Sonia Suter of The Baltimore Sun posits that political fallout from recent state laws banning abortions as early as six weeks into pregnancy will result in a Supreme Court that is reluctant to consider appeals to overturn lower courts' decisions that find them unconstitutional — much less reconsider Roe v. Wade.
Patricia Murphy, from CQ Roll Call, outlines five reasons that Nancy Pelosi and other Democratic leaders who were in office when House Republicans voted to impeach Clinton in 1998 are hesitant to begin proceedings against Donald Trump.
Francis Wilkinson of Bloomberg News writes that Democrats can't win impeachment — or the 2020 election — without first winning the war for truth. That, she says, will take consistent, methodical highlighting of Trump's ethical and policy failures. And Mueller's testimony before Congress.
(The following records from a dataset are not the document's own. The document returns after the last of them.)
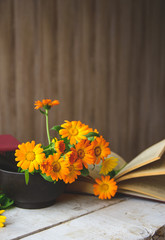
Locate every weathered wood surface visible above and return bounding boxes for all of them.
[0,194,165,240]
[0,0,165,160]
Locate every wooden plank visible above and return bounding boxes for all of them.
[14,199,165,240]
[0,194,127,240]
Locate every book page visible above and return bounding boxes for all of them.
[66,152,126,194]
[115,139,165,179]
[118,175,165,201]
[116,154,165,182]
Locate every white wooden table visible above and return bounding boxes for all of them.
[0,194,165,240]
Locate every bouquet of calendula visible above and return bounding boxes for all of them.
[15,99,117,199]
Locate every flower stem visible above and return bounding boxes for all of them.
[45,109,51,144]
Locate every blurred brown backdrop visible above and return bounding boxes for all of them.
[0,0,165,161]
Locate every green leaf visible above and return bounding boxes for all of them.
[81,166,89,177]
[41,173,55,182]
[25,170,29,185]
[51,125,62,133]
[85,132,100,138]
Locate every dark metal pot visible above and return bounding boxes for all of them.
[0,155,65,209]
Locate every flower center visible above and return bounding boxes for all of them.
[69,128,78,136]
[77,149,85,159]
[53,162,61,172]
[100,183,109,192]
[69,165,74,173]
[26,152,35,161]
[94,146,101,157]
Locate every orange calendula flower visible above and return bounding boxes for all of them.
[55,140,65,153]
[75,139,93,168]
[34,99,60,109]
[59,120,92,145]
[65,148,77,164]
[15,141,45,172]
[64,160,83,183]
[41,153,69,181]
[100,157,118,175]
[88,136,111,164]
[93,176,117,200]
[0,210,6,227]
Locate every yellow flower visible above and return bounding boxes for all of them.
[64,160,83,183]
[34,99,60,109]
[0,210,6,227]
[59,120,92,145]
[55,140,65,153]
[88,136,111,164]
[41,153,69,181]
[75,139,93,168]
[15,141,45,172]
[65,148,77,164]
[100,157,118,175]
[93,176,117,199]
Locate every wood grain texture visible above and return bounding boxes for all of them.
[0,0,165,161]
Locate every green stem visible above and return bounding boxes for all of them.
[45,109,51,144]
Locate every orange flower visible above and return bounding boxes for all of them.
[88,136,111,164]
[93,176,117,199]
[75,139,93,168]
[100,157,118,175]
[34,99,60,109]
[64,160,83,183]
[15,141,45,172]
[55,140,65,153]
[41,153,69,181]
[59,120,92,145]
[65,148,77,164]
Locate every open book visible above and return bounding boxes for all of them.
[67,139,165,202]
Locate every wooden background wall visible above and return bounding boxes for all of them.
[0,0,165,161]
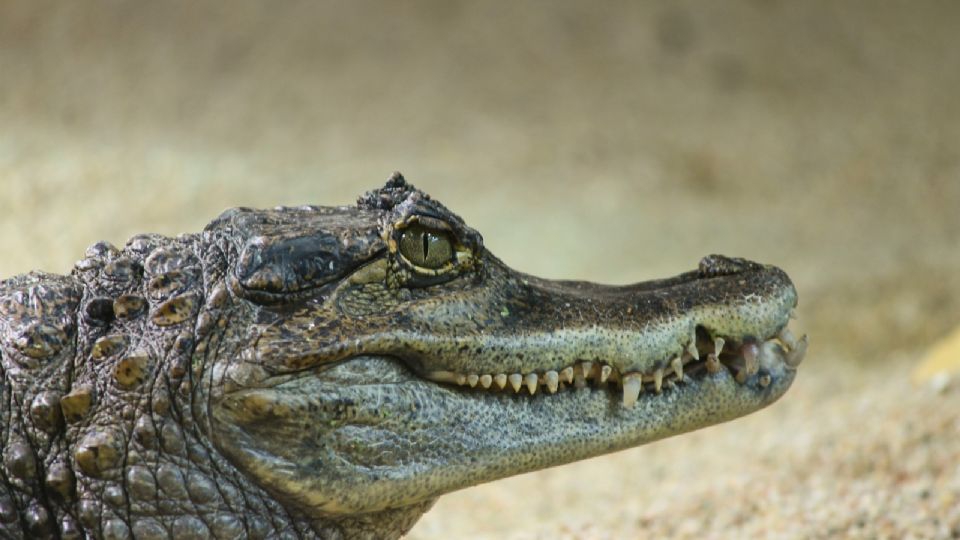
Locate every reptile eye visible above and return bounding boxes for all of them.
[399,225,454,270]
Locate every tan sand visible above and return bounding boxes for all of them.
[0,0,960,539]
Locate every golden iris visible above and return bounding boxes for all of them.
[400,225,453,270]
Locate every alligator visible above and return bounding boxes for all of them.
[0,173,807,539]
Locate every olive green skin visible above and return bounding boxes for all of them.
[0,174,796,538]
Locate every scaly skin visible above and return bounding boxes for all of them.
[0,174,806,539]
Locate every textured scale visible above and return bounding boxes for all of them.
[0,174,805,539]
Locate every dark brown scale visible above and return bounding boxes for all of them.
[0,173,795,539]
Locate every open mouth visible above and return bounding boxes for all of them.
[423,320,807,407]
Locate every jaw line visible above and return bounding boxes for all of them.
[214,357,795,515]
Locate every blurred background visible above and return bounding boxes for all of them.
[0,0,960,539]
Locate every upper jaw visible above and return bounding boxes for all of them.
[390,256,802,390]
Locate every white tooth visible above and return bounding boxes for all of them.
[600,366,613,383]
[713,338,725,358]
[623,373,643,407]
[742,343,760,375]
[707,353,720,373]
[523,373,537,396]
[543,371,560,394]
[580,362,593,379]
[508,373,523,392]
[670,356,683,381]
[786,335,807,367]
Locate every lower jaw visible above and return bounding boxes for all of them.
[422,327,807,407]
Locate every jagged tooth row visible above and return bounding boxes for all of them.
[427,322,807,407]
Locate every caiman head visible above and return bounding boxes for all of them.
[203,174,806,519]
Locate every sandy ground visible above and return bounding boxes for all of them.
[0,1,960,539]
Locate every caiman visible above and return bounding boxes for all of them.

Even if impeachment proceedings are brought against Trump in the House of Representatives, writes Scott Martelle, the Senate is unlikely to convict him, which he says would end up empowering the president. The best way to get rid of Trump, he says, is to vote him out of office in 2020.
Trudy Rubin of The Philadelphia Inquirer is struck by how quickly the fire that severely damaged the Notre Dame Cathedral in France has ignited "dueling narratives" regarding the future of the country and the European continent.
Scott Martelle of the L.A. Times, writes that a recent report on the operation of the NRA — which seems to have financially benefited a small group through the intentional misuse of assets, shady deals and unsavory business practices — should cause members to sit up and take note. That is, he stipulates, if die-hard NRA supporters are even capable of objectively appraising the organization.
Eli Lake of Bloomberg News criticizes Trump's attempts at influencing the Russia investigation.
"When a competent and corrupt boss urges subordinates to cross ethical or legal lines, they comply," he writes.